Would you do what duckduckgo did, which is to use some body else's index and ranking or would you just build your index from commoncrawl? How are Ecosia and Startpage.com able to stay profitable without doing either?
Does that mean we can have many niche search engines? Can we crawl CommonCrawl and build an index for less than $10K (what one individual can do out of pocket.)
I think my takeaway from the last 10 years, is that a lot of the info on websites that was by real people has disappeared and you have a lot of spammy blog and heavily commercial approaches. And, most of the real info has gone into facebook groups, quora, reddit comments, slack, twitter, and so on.
The problem is those are all closed-door eco-systems in a lot of ways, and the knowledge is hard to differentiate from the temporal messaging.
I think if I was going to approach this I would build software that users run, or browser add ons that lets user tag and save information in some type of format, and then that contributes to a knowledge search information.
For example, I am a member of several FB groups focused around specific expat groups for where I live. There are great pieces of wisdom and hard to find info in there. I'd love to with a chrome extension say save this and here is a little context (or if it could know that is great from formats).
Then try to figure out how to make that public and searchable.
- indie websites only (no news, no medium, no ecommerce, etc.), for those who want to find individuals who still maintain their own website, and say something interesting on it - low-size websites only, for people with very low bandwidth; anything above a certain size (e.g. 1Mb) and it doesn't get indexed - recipes (but there are some niche websites for this already) - websites with no ads on them (but this may conflict with your business model, if you have one) - websites focused on a certain geographic area (e.g. websites with information by, for, and about Texas, or Slovakia, or Buenos Aires) - websites with no javascript on them (for people who want to be able to turn off javascript, but don't have a good way of finding out which websites they can still use to get a particular piece of info)
Every time I repeat a search query and end up finding the answer in the same website I visited before I wish I marked that link as the 'definite answer'.
Next time I search for the same information the extension would point me directly to my previously marked link.
Maybe by letting people could subscribe to each other answers I could bootstrap better google.
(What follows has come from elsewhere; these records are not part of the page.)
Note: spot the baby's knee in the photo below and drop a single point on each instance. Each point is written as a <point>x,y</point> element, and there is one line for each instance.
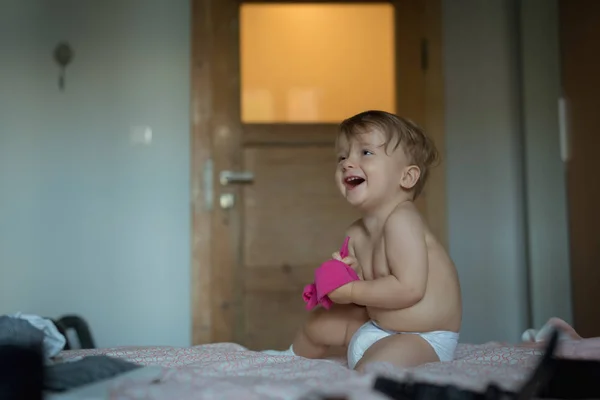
<point>315,318</point>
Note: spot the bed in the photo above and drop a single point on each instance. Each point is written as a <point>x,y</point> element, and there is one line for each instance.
<point>229,371</point>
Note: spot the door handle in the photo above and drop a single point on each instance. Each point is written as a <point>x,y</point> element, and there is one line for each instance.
<point>231,177</point>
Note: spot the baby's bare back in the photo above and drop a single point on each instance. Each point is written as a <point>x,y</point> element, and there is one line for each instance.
<point>441,306</point>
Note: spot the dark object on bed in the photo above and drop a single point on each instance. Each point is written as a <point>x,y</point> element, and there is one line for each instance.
<point>81,328</point>
<point>70,375</point>
<point>21,373</point>
<point>554,378</point>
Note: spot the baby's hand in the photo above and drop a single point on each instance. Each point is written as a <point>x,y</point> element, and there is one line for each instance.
<point>343,294</point>
<point>350,261</point>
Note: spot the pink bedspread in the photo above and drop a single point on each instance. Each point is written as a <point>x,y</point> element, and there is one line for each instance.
<point>228,371</point>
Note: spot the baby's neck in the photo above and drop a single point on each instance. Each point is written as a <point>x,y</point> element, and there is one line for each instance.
<point>374,219</point>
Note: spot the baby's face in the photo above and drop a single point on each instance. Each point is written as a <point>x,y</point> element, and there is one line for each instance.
<point>366,174</point>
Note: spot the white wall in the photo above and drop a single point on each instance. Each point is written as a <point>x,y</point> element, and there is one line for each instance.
<point>89,223</point>
<point>484,168</point>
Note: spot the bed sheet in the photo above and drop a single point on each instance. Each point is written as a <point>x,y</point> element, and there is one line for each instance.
<point>229,371</point>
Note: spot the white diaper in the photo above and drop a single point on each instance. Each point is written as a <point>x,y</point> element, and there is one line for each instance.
<point>443,342</point>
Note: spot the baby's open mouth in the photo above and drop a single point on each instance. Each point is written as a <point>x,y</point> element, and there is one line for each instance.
<point>353,181</point>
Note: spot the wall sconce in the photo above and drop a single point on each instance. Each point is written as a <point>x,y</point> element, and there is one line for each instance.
<point>63,54</point>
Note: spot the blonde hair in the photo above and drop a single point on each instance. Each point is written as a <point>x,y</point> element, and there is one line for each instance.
<point>419,148</point>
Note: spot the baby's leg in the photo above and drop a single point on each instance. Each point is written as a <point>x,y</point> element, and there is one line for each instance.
<point>327,328</point>
<point>402,350</point>
<point>324,329</point>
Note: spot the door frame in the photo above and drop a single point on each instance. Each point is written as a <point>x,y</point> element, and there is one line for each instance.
<point>215,145</point>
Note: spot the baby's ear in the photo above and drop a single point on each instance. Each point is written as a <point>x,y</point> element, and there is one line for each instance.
<point>410,177</point>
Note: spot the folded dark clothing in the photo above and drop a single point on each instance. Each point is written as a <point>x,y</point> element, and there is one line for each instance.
<point>69,375</point>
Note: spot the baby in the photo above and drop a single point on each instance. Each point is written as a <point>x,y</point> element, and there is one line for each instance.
<point>406,309</point>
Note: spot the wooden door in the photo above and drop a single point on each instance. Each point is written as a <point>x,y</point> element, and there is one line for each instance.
<point>580,38</point>
<point>274,213</point>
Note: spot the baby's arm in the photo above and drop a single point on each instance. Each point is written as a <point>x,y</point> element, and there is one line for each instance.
<point>406,254</point>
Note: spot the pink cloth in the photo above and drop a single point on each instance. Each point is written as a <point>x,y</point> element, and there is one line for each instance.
<point>329,276</point>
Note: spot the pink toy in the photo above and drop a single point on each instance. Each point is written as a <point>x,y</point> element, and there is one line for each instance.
<point>329,276</point>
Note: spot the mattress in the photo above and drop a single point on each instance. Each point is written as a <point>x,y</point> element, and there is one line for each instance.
<point>229,371</point>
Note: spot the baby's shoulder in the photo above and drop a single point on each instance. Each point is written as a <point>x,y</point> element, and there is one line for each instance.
<point>404,215</point>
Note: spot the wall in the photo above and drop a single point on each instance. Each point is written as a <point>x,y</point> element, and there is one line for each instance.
<point>545,171</point>
<point>484,168</point>
<point>89,222</point>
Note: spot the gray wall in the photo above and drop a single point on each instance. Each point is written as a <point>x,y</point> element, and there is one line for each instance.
<point>545,171</point>
<point>90,223</point>
<point>484,168</point>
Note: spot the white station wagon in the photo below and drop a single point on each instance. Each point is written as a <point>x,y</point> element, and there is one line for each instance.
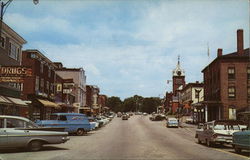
<point>19,132</point>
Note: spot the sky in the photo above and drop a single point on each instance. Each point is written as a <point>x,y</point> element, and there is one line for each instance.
<point>129,47</point>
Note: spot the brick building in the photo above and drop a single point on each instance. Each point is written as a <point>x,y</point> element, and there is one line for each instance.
<point>40,87</point>
<point>102,100</point>
<point>191,97</point>
<point>92,94</point>
<point>10,55</point>
<point>178,80</point>
<point>79,79</point>
<point>227,83</point>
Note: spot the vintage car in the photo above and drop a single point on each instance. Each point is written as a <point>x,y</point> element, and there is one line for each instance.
<point>172,122</point>
<point>18,132</point>
<point>199,129</point>
<point>72,122</point>
<point>241,141</point>
<point>125,117</point>
<point>219,131</point>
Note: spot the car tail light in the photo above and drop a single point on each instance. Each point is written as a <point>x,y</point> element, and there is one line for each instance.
<point>215,136</point>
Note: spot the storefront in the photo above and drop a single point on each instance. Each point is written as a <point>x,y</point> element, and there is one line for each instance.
<point>42,109</point>
<point>13,106</point>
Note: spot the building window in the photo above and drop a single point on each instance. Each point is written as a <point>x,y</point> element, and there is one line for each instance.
<point>248,92</point>
<point>41,67</point>
<point>231,73</point>
<point>14,51</point>
<point>42,84</point>
<point>47,85</point>
<point>232,113</point>
<point>33,55</point>
<point>37,84</point>
<point>49,72</point>
<point>3,42</point>
<point>248,73</point>
<point>231,92</point>
<point>51,88</point>
<point>59,87</point>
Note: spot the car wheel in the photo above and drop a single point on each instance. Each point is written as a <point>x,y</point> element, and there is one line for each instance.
<point>35,145</point>
<point>208,143</point>
<point>199,141</point>
<point>237,150</point>
<point>80,132</point>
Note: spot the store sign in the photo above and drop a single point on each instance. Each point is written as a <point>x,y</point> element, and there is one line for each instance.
<point>15,74</point>
<point>67,91</point>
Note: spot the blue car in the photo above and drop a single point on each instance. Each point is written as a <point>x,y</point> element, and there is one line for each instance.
<point>72,122</point>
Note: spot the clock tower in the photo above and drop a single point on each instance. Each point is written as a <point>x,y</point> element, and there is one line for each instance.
<point>178,77</point>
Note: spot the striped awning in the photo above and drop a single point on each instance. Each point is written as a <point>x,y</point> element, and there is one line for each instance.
<point>48,103</point>
<point>4,100</point>
<point>17,101</point>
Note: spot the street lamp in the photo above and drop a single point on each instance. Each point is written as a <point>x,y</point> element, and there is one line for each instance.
<point>4,6</point>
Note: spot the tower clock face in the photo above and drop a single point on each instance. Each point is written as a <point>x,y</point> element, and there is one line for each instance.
<point>179,73</point>
<point>178,81</point>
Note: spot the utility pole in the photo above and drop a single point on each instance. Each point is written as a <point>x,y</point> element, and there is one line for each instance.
<point>4,6</point>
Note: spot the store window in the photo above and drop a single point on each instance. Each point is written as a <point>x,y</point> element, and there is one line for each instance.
<point>47,85</point>
<point>231,92</point>
<point>41,67</point>
<point>231,73</point>
<point>248,73</point>
<point>37,84</point>
<point>248,92</point>
<point>14,51</point>
<point>1,123</point>
<point>3,42</point>
<point>49,72</point>
<point>232,113</point>
<point>42,84</point>
<point>59,88</point>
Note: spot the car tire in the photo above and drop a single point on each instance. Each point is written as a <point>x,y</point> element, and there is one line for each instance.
<point>35,146</point>
<point>237,150</point>
<point>208,143</point>
<point>80,132</point>
<point>199,141</point>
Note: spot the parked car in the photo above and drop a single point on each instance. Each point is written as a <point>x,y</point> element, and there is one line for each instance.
<point>119,114</point>
<point>241,141</point>
<point>157,117</point>
<point>93,123</point>
<point>219,131</point>
<point>125,117</point>
<point>72,122</point>
<point>199,129</point>
<point>19,132</point>
<point>172,122</point>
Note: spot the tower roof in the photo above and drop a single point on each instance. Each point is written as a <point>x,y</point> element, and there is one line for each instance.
<point>178,71</point>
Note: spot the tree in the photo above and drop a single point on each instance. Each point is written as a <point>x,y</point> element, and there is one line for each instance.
<point>150,105</point>
<point>115,104</point>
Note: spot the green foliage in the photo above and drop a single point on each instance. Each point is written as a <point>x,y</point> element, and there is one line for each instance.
<point>134,104</point>
<point>114,103</point>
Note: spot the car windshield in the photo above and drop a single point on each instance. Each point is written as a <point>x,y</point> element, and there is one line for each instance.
<point>53,117</point>
<point>172,120</point>
<point>31,124</point>
<point>219,127</point>
<point>226,127</point>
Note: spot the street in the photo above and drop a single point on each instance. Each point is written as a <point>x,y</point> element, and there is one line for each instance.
<point>136,138</point>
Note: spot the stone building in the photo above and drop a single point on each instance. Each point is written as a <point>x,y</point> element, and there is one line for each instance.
<point>227,83</point>
<point>11,56</point>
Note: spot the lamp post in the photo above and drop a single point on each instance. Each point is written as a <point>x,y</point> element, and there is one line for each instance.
<point>4,6</point>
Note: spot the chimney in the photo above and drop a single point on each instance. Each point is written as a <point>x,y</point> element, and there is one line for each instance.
<point>240,47</point>
<point>219,52</point>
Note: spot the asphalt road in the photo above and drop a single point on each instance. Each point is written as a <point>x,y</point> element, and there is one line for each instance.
<point>136,138</point>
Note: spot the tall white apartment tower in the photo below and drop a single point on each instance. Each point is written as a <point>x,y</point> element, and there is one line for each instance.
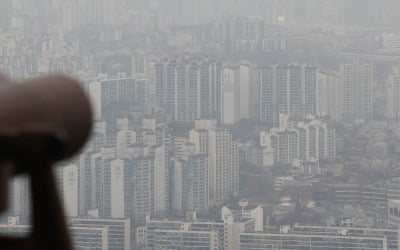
<point>393,95</point>
<point>357,81</point>
<point>223,166</point>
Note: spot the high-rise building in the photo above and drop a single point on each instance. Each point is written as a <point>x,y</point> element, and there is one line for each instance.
<point>393,95</point>
<point>223,166</point>
<point>288,89</point>
<point>303,140</point>
<point>188,89</point>
<point>150,183</point>
<point>329,94</point>
<point>118,230</point>
<point>121,91</point>
<point>223,155</point>
<point>190,188</point>
<point>238,93</point>
<point>357,81</point>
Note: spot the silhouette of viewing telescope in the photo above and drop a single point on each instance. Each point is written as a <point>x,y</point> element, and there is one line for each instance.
<point>42,121</point>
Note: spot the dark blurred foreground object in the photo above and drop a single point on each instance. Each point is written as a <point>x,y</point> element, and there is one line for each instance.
<point>42,121</point>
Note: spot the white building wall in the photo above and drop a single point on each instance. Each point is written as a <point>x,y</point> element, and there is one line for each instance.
<point>70,190</point>
<point>117,189</point>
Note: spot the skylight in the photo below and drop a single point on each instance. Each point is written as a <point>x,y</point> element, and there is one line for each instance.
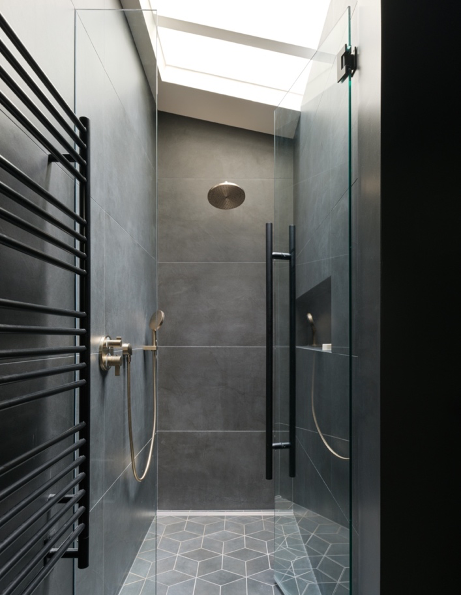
<point>225,60</point>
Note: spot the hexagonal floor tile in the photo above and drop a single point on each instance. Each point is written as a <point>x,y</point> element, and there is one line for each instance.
<point>201,554</point>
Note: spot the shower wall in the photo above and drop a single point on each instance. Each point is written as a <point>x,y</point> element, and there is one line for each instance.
<point>112,91</point>
<point>212,289</point>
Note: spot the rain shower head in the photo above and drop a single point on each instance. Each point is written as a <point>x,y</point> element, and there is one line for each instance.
<point>156,320</point>
<point>226,195</point>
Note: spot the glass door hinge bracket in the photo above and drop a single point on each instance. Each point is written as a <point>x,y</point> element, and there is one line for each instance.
<point>347,63</point>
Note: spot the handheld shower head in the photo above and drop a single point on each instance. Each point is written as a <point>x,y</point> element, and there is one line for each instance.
<point>156,320</point>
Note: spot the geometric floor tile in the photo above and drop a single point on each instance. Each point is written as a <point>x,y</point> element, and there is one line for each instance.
<point>228,554</point>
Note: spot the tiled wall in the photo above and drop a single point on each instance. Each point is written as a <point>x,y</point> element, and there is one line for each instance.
<point>112,91</point>
<point>212,289</point>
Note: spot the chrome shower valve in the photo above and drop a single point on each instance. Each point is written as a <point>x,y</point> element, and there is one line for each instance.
<point>107,360</point>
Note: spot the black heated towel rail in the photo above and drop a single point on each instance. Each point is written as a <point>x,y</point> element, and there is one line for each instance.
<point>30,547</point>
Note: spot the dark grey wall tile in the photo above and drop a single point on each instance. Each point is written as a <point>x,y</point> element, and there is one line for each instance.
<point>213,470</point>
<point>130,292</point>
<point>213,304</point>
<point>91,580</point>
<point>125,185</point>
<point>322,479</point>
<point>117,98</point>
<point>116,440</point>
<point>125,526</point>
<point>98,287</point>
<point>340,304</point>
<point>192,230</point>
<point>193,149</point>
<point>331,391</point>
<point>212,389</point>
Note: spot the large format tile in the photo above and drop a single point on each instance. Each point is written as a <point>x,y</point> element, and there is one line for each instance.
<point>125,180</point>
<point>323,380</point>
<point>212,304</point>
<point>195,149</point>
<point>230,396</point>
<point>125,526</point>
<point>221,470</point>
<point>193,230</point>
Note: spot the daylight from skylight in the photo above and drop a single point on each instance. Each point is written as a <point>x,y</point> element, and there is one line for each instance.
<point>191,58</point>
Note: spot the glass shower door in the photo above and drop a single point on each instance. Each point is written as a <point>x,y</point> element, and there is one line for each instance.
<point>312,362</point>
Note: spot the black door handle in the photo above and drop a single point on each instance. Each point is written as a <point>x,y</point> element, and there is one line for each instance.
<point>291,257</point>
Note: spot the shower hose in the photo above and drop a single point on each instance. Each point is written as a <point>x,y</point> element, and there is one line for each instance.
<point>130,423</point>
<point>316,420</point>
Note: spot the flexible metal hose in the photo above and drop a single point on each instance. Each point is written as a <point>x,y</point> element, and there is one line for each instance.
<point>130,426</point>
<point>316,420</point>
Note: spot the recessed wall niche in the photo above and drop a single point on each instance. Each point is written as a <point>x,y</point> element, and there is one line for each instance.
<point>318,302</point>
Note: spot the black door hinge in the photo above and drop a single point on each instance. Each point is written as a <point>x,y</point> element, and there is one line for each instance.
<point>347,62</point>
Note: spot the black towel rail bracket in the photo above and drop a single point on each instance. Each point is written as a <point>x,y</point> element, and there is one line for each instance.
<point>65,533</point>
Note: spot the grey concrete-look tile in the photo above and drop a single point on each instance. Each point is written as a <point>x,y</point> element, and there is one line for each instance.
<point>214,466</point>
<point>237,153</point>
<point>207,233</point>
<point>229,397</point>
<point>209,304</point>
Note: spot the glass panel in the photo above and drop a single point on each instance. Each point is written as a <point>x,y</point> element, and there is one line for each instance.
<point>119,96</point>
<point>312,192</point>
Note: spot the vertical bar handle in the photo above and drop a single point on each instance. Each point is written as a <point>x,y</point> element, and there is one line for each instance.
<point>292,352</point>
<point>269,351</point>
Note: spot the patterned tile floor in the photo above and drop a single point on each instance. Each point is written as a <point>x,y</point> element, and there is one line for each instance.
<point>229,554</point>
<point>311,552</point>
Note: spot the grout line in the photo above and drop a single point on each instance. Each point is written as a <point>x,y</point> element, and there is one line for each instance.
<point>223,347</point>
<point>211,431</point>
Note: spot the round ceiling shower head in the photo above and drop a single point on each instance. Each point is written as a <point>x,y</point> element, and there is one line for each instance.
<point>156,320</point>
<point>226,195</point>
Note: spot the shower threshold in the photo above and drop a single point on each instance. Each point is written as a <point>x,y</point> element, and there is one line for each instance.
<point>206,552</point>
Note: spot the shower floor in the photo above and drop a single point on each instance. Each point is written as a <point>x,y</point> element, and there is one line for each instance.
<point>228,553</point>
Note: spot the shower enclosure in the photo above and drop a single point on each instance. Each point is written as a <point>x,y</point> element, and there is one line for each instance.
<point>312,325</point>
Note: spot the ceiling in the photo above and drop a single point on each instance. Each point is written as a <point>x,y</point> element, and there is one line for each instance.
<point>233,62</point>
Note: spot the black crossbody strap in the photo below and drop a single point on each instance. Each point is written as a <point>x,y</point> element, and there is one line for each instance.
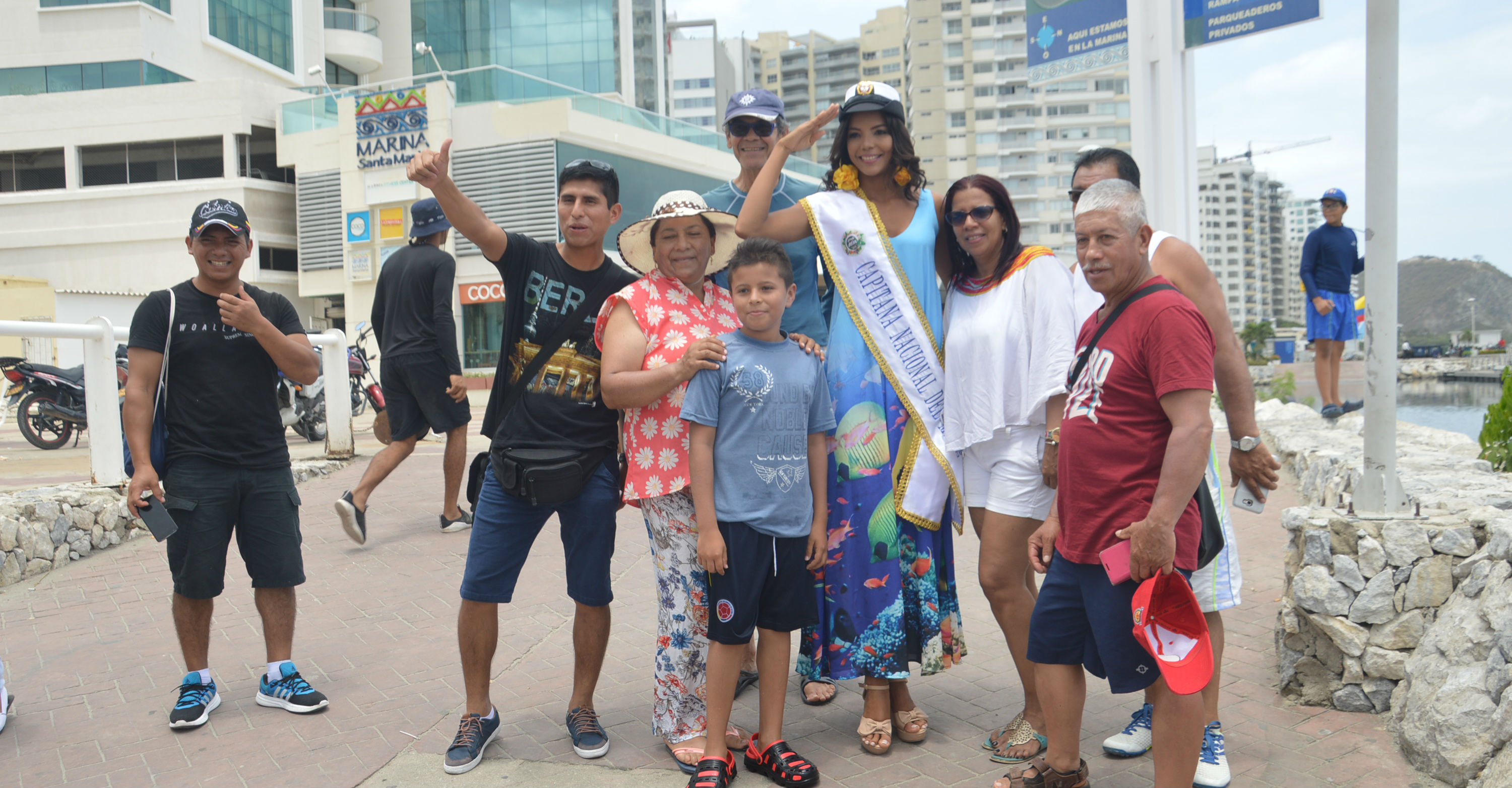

Developers seem a good initial target market. Students too...
Obviously, the easiest is to build on top of existing index. This in turn makes it a purely marketing play (DDG's marketing play is "privacy").
Here is one exploration of the following concept: search engine built on top of high quality sites only (as vetted by HN submission history)
https://cse.google.com/cse?cx=014479775183020491825:c2lrlzro...
Described in full here: https://news.ycombinator.com/item?id=21209358
Imagine instead you start writing out your ideas in natural form. Documents will appear that are relevant to your ideas, but with the goal of diversifying category. Instead of the top 100 results, you may just get minimal results per category.
As you continue to write the relevant documents get more constraint, but continue to attempt to maximize diversity.
I don't know if this work for everything, but would be interesting.
So I would start with a curated and crowdsourced first page results for the top x% of these knowledge based queries. With wikipedia like guidelines and moderation to ensure the quality of the sites mentioned is up to scratch coupled with an inbuilt feedback mechanism from people browsing. I think wikipedia has proven that while difficult, a scheme like this is indeed possible.
I also think you can start very niche and play with the results structure. For example, I like motorcycles and after years of browsing I have discovered the best places for reviews and information. Even just this use case could benefit from a better structure of results page and removal of all the spammy sites. The same goes for other niches like cooking & programming languages.
Same problem with niche search engines, unless they have some unique features/properties that Google doesn't have you are plainly better off with Google.
Google has a Monopoly on search, which looking at the market will hold up for the foreseeable future.
So unless you can offer a specific feature(set) for a niche or you just want to build it for the hell of it I wouldn't reccomend anyone to go into search engines.
I would probably go with what duckduckgo does but offer unique features that are usefull for one or more niches.